Für die traditionelle geröstete Leber spült Christina das Organ erst mal eine Stunde lang mit kaltem Wasser, um die Giftstoffe zu entfernen. Anschließend zieht sie die Haut ab, was nach dem Spülen deutlich leichter gehen soll, und löst die Membran. „Das ist wichtig, damit die Leber später nicht zäh wird“, betont die Köchin. Nun schneidet sie die Leber in dünne Scheiben und entfernt mögliche Äderchen. Die Leberscheiben werden nach der Vorbereitung in der Pfanne heiß angeröstet, bevor Christina die Pfanne mit Jus auffüllt und alles mit Majoran, Salz und Pfeffer abschmeckt. „Dazu gibt es Schmelzzwiebeln, Kartoffelpüree und Sauerkirschen, fertig. Ein feiner Baby Leaf Salat und frische Rösti passen aber auch gut“, sagt Christina.
Skurrile Delikatesse
Eines der ungewöhnlichsten Gerichte auf Christinas Karte sind gebackene Stierhoden, die sie in Milch auskocht, in Scheiben schneidet und dann mit Mehl, Ei und Bröseln paniert ausbäckt. „Durch diese Zubereitung wird das Fleisch ganz zart und erinnert geschmacklich an Bries oder Kräuterseitlinge“, weiß die Küchenchefin.
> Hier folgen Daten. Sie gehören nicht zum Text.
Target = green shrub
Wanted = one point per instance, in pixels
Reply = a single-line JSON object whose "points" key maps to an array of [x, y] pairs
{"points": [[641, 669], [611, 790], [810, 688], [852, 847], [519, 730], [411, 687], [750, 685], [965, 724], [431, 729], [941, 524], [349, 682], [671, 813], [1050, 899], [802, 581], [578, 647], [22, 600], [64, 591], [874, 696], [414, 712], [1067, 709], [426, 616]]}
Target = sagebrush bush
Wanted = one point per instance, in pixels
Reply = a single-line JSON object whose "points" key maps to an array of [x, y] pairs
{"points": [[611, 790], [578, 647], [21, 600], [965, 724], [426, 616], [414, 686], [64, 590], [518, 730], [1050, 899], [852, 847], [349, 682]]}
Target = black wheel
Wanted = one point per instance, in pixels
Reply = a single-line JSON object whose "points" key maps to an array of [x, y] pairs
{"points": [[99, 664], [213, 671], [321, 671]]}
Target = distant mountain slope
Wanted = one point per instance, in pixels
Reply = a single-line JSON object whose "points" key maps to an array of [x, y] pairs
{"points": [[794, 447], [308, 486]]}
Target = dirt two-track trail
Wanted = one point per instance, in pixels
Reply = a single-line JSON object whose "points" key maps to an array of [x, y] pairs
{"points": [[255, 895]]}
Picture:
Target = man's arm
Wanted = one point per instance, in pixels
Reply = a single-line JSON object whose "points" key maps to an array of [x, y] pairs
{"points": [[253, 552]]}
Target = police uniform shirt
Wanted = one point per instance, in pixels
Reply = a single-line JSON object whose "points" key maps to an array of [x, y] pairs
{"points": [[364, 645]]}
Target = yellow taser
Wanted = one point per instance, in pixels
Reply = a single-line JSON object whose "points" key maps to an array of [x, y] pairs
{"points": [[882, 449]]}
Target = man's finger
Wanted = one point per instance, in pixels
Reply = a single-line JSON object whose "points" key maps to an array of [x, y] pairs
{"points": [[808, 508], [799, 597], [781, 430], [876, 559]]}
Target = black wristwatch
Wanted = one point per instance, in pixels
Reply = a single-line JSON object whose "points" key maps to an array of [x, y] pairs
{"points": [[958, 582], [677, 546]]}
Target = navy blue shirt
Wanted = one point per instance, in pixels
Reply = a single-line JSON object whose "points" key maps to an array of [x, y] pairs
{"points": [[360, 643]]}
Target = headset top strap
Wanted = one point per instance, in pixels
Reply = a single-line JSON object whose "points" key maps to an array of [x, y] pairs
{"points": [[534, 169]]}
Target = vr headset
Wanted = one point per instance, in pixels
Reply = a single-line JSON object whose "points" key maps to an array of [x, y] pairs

Noch aufwendiger und mutiger ist die Kalbskopfterrine à la Christina Steindl. Die Idee stammt von ihrem ehemaligen Chef. Bis zu einer Woche Vorbereitungszeit braucht es bis die Terrine servierfertig ist. „Ich bekomme die Kalbsmaske vom Metzger auf Anfrage. Normalerweise wird daraus nur noch Hundefutter gemacht, aber ich bereite ein geniales Gericht damit zu“, schwärmt die Köchin. Zuerst rasiert sie die Kalbsmaske, bevor sie sie 24 Stunden lang pökelt. „Anschließend koche ich sie mit allem Drum und Dran, bis sie ganz weich ist. Vor allem die Zunge und die Bäckchen geben ein tolles Fleisch ab“, betont Christina. Anschließend schneidet sie das Fleisch in feine Würfel. Das mache die weitere Verarbeitung leichter. Die Masse muss nun gepresst werden, wobei Christina die gallertartige Flüssigkeit aufbewahrt. Das Fleisch und die gelatinehaltige Flüssigkeit gibt sie dann zum Auskühlen zusammen in eine Form. „Diesen Prozess wiederholt sie zwei- bis dreimal, bis alles schön fein ist. Vor dem Servieren schneidet sie die farceartige Masse in Scheiben, richtet diese entweder direkt auf dem Teller an oder bäckt sie vorher noch mal in Fett aus.
Die Neugier, mit der Christina Steindl an die Arbeit mit Innereien herangeht, ist ansteckend und inspirierend. Vielleicht finden sich also demnächst mehr solcher Gerichte auf den Speisekarten landauf, landab – für mehr Respekt vor dem Lebewesen und mehr Vielfalt in der Welt der Kulinarik.